Try division to judge prime numbers

Judge n Is it a prime number , It's enumeration [2,n-1] Can it be n Divisible . If there is , Then the return false, That means it's not a prime number ; Otherwise it's prime .

public static boolean isPrimeNum(int n){
    
    if (n <= 3) {
    
        return n > 1;
    }
    for(int i=2; i<Math.sqrt(n)+1; i++){
    
        if(n%i==0) return false;
    }
    return true;
}

If a number is not prime , So it must be the product of two numbers , And these two numbers are usually one big and one small , And the small one is less than or equal to the root n, Greater than or equal to the root n, We just need to enumerate that small range , See if it can be divisible , You can judge whether this number is possible .
for example ：100=250=425=520=1010 Just find 10 This interval is enough . There must be a corresponding one on the right. Don't worry about it .
The reason why this is less than the root n+1, It's the case where the root sign is to be included , for example 3*3=9. Include 3.

Please 666 A prime number

    public static void main(String[] args) {
    
        //  The fifth prime number is 11
        int count = 5;
        int i = 11;
        while (true){
    
            i += 2;
            if (isPrimeNum(i)){
    
                count++;
            }
            if(count == 666){
    
                break;
            }
        }
        System.out.println(i);

    }

    public static boolean isPrimeNum(int n){
    
        if (n <= 3) {
    
            return n > 1;
        }
        for(int i=2; i<Math.sqrt(n)+1; i++){
    
            if(n%i==0) return false;
        }
        return true;
    }

Find a prime number in a range

Generally speaking , Just use the above isPrimeNum Just judge . Like looking for 100 Inside , From 1 Judge one by one until 100...

for(int i=1; i<101; i++){
    
    if(isPrimeNum(i)){
    
        System.out.print(i+", ");
    }
}

After all, I already know 2 and 3 It's prime , Then judge directly 3 Then the odd number , Take two steps .
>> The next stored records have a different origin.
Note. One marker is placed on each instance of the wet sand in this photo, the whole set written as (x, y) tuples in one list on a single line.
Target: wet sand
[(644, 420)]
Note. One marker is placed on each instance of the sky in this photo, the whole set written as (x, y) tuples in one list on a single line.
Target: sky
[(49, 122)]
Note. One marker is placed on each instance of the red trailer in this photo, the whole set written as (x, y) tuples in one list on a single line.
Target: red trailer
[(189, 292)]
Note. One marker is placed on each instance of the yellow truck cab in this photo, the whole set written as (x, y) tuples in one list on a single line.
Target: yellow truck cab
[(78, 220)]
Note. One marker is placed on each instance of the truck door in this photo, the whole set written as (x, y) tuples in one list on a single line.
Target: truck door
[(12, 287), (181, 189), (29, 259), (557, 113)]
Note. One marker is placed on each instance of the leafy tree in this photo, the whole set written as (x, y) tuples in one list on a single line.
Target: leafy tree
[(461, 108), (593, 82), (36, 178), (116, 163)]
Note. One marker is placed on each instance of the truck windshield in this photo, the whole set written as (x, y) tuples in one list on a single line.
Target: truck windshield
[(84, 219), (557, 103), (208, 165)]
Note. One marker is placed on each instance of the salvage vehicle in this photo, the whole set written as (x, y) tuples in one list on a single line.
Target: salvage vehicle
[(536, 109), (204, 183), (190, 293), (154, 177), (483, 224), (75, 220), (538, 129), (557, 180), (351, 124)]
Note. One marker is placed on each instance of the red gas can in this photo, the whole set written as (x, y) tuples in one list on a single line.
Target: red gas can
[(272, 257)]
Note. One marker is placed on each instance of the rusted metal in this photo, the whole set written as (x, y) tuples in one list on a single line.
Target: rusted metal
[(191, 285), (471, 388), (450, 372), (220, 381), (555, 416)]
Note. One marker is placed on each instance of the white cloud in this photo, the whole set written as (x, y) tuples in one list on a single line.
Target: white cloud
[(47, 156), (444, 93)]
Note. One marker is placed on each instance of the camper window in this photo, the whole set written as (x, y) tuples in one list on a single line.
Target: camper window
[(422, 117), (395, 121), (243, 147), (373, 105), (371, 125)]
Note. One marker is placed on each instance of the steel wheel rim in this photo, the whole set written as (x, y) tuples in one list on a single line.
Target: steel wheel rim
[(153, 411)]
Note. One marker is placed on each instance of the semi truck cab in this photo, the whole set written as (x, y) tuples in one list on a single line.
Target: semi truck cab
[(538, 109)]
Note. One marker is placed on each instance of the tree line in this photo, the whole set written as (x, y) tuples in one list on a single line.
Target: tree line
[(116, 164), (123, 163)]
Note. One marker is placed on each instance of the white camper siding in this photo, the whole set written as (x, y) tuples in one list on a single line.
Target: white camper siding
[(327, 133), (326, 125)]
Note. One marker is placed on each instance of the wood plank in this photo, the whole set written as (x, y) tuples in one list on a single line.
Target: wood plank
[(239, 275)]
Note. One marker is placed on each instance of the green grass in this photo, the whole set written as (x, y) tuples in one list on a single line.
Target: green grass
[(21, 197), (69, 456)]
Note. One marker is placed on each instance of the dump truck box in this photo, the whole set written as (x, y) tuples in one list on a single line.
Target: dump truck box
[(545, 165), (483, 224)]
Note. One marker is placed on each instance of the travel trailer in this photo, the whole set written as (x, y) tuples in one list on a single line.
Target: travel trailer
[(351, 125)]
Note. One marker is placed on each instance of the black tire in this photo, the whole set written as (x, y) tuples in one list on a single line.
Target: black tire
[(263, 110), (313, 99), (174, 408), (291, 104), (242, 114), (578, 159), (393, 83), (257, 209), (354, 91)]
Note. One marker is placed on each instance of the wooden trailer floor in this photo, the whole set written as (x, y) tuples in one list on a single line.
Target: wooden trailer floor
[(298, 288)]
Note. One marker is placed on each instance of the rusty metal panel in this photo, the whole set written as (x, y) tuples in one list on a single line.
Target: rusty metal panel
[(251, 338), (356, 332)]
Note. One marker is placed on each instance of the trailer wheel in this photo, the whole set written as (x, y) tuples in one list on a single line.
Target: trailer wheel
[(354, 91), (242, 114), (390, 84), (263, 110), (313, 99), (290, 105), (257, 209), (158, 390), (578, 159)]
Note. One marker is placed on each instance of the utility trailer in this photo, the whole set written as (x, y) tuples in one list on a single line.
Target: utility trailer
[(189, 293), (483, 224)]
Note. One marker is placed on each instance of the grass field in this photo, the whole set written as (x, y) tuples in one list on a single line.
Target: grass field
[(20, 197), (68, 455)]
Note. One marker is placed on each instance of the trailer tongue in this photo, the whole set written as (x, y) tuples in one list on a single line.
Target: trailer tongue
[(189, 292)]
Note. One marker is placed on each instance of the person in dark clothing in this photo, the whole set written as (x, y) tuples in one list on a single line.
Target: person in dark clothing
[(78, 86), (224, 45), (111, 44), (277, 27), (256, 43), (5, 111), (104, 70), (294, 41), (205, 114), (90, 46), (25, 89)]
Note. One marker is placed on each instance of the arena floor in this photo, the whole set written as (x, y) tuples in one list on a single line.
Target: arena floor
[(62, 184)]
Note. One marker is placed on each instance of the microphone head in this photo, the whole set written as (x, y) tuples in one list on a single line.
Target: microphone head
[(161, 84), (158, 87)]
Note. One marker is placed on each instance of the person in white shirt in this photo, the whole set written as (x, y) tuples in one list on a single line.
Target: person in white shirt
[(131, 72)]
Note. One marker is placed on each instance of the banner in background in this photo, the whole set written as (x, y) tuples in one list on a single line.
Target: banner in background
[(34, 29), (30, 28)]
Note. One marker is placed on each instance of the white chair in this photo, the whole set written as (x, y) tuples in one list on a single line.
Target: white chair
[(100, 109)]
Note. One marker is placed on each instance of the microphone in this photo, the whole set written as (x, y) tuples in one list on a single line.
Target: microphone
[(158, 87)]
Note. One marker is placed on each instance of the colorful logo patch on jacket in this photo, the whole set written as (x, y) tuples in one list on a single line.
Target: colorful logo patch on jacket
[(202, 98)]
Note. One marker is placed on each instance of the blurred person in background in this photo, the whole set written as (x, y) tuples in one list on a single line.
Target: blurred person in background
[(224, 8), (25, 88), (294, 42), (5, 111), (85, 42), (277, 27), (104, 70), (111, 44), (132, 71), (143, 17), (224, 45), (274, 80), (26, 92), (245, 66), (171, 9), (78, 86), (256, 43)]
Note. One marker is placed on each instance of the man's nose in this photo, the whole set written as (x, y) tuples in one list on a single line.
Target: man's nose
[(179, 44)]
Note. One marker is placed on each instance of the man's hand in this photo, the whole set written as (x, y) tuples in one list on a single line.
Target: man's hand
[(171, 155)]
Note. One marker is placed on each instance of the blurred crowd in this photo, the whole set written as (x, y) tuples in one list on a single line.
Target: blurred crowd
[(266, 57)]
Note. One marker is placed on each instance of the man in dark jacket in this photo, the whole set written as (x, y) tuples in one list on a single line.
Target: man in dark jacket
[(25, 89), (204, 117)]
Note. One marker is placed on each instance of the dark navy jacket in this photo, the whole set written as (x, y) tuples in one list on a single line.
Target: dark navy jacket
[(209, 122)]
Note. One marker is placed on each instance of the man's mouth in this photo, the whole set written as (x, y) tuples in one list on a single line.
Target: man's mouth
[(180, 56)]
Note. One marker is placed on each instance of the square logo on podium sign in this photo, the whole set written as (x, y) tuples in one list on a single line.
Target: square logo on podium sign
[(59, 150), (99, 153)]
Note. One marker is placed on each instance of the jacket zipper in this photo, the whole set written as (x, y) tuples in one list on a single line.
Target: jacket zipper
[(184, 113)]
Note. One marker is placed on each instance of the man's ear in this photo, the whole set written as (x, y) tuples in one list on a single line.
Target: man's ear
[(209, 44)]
for(int i=1; i<101; i+=2){
    
    if(isPrimeNum(i)){
    
        System.out.print(i+", ");
    }
}

Elatosterni (Eratosthenes) Sieve method

Eratosthene method , Abbreviated as the ethmoid or the ethmoid , It's a simple algorithm for testing prime numbers proposed by Greek mathematician eratosthene . To get a natural number n All prime numbers within , Must put no more than the root n The multiple elimination of all prime numbers , All that's left is the prime number .

Delete type

The original algorithm is as follows ：（n take 25）

1. List from 2 To 25 All the sequences of ：
   2 3 4 5 6 7 8 9 10 11 12 13 14 15 16 17 18 19 20 21 22 23 24 25
2. Mark the first prime in the sequence , That is to say 2, The sequence becomes ：
   2 3 4 5 6 7 8 9 10 11 12 13 14 15 16 17 18 19 20 21 22 23 24 25
3. Put... In the sequence ,2 Cross out the multiples of , The sequence becomes ：
   2 3 5 7 9 11 13 15 17 19 21 23 25
4. If in this sequence The maximum number Less than The last marked prime The square of , So all the numbers in the rest of the sequence are primes , Or go back to step two .
5. In this case , because 25 Greater than 2 The square of , We return to the second step ：
6. The first prime in the rest of the sequence is 3, In the main sequence 3 Cross out the multiples of , The main sequence becomes ：
   2 3 5 7 11 13 17 19 23 25
7. The primes we get are ：2,3
8. 25 Still greater than 3 The square of , So we have to return to the second step ：
9. The first prime in the rest of the sequence is 5, Also, in the sequence 5 Cross out the multiples of , The main sequence becomes ：
   2 3 5 7 11 13 17 19 23
10. The primes we get are ：2,3,5
11. because 23 Less than 5 The square of , Out of the loop .
12. Conclusion ：2 To 25 The prime in between is ：2 3 5 7 11 13 17 19 23.

# Python
def isPrimeNum(x):
    if x <= 3:
        return x>1
    for i in range(2,int(x**0.5+1)):
        if x%i==0:
            return False
    else:
        return True

def Eratosthenes(n):
    arr = [i for i in range(2,n+1)]
    arr_c = arr.copy()
    prime = []
    while True:
        firstNum = arr[0]
        if isPrimeNum(firstNum):
            prime.append(firstNum)	#  Add this prime number to the array of pure prime numbers 
            arr.remove(firstNum)	#  Delete this prime number and its multiples 
            #  The subscript value is smaller than the specific value 2. such as arr[0] yes 2,arr[14] yes 16
            for j in range(firstNum*firstNum-2, len(arr_c), firstNum):
                #  such as 6 The number of , Prime number is 2 Deleted once when . Prime number is 3 If you delete it again, you will report an error 
                #  Add one count Method , Only when there is this number can it be deleted , But this method affects efficiency 
                if arr.count(arr_c[j]) != 0:
                    arr.remove(arr_c[j])
            if firstNum ** 2 > arr[-1]:
                break
        else:
            arr.remove(firstNum)
    prime = prime + arr
    return prime

if __name__=='__main__':
    a = Eratosthenes(100)
    print(a)

Two arrays are created in the code . The contents of the two arrays are the same , All stored from 1 To n Of N Consecutive values . Because deletion will cause dynamic changes to the array , The subscript of the array is not very good . For example, deleting 2 A multiple of the , take arr[47] The value should be 48, But because the array has changed ,arr[47] It could be 77, Or subscript 47 It is directly considered to be beyond the boundary ...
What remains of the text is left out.